Here’s a closer look at the challenges faced by Afghan women and girls: Ever since the Taliban became the de facto leaders of Afghanistan following the withdrawal of U.S. and NATO forces from the country in 2021, the rights of Afghan women and girls have descended into a kind of “gender apartheid.” Among the countless edicts set forth by the Taliban and tracked by the United Nations Institute of Peace, are:
Professional and working women must stay home.
Girls are banned from attending secondary education.
Offices and schools are segregated by gender.
Women-run business, from bakeries to hair salons, are banned.
Women doctors cannot attend to male patients.
Women are banned from TV dramas and broadcast journalism, and certain topics involving women’s experiences are banned.
Women are banned from leaving their home without the accompaniment of a man.
The Rapporteur’s call for proposals comes amid criticism of the United Nations by human rights groups of being defeatist and soft on the Taliban. Next week marks the first meeting between the Taliban and envoys from 22 countries — but the topic of women and girls’ rights is not on the docket.
Also by Sunday, June 30 — The U.S. Olympic Team Trials end in Oregon. Most notably, track & field star Sha'Carri Richardson earned her spot on the coveted team on Saturday. She placed first in the women's 100m race in just over 10 seconds — which is this year’s fastest women's 100m time in the world .
For the foreseeable future — The trial of Wall Street Journal journalist Evan Gershkovich will take place in the Sverdlovsk Regional Court in Yekaterinburg, Russia, with human rights experts predicting a “bogus” conviction. The 32-year-old American reporter has been detained by Russian authorities since 2022 on sham espionage charges. He faces potentially up to 20 years in prison if convicted.
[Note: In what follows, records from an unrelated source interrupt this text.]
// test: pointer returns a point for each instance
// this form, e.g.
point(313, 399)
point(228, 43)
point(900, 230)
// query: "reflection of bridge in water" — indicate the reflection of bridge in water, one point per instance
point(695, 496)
The anthropologist Victor Turner is well known for his work on liminality. Turner studied coming of age rituals and ceremonies in the Ndembu community in Zambia and theorized how in rites of passage, adolescents enter a liminal state where their identity gets dissolved, and a new identity as an adult emerges.
This way of thinking about liminality makes me think of how often times in order to reach a new stage of life (a transition between teenagehood and adulthood, a transition from one career to another, a transition from limiting psychological patterns to healthy ones, etc.) we need to dissolve our identity and enter into a liminal state. This could be through an adventure that disrupts our sense of self, internal work and therapy that reprograms our minds, or participating in music or dance that dissolves the ego.
Turner calls this liminal state, betwixt and between, and I think we could all benefit from entering that space more, and seeing how our minds and lives metamorphose.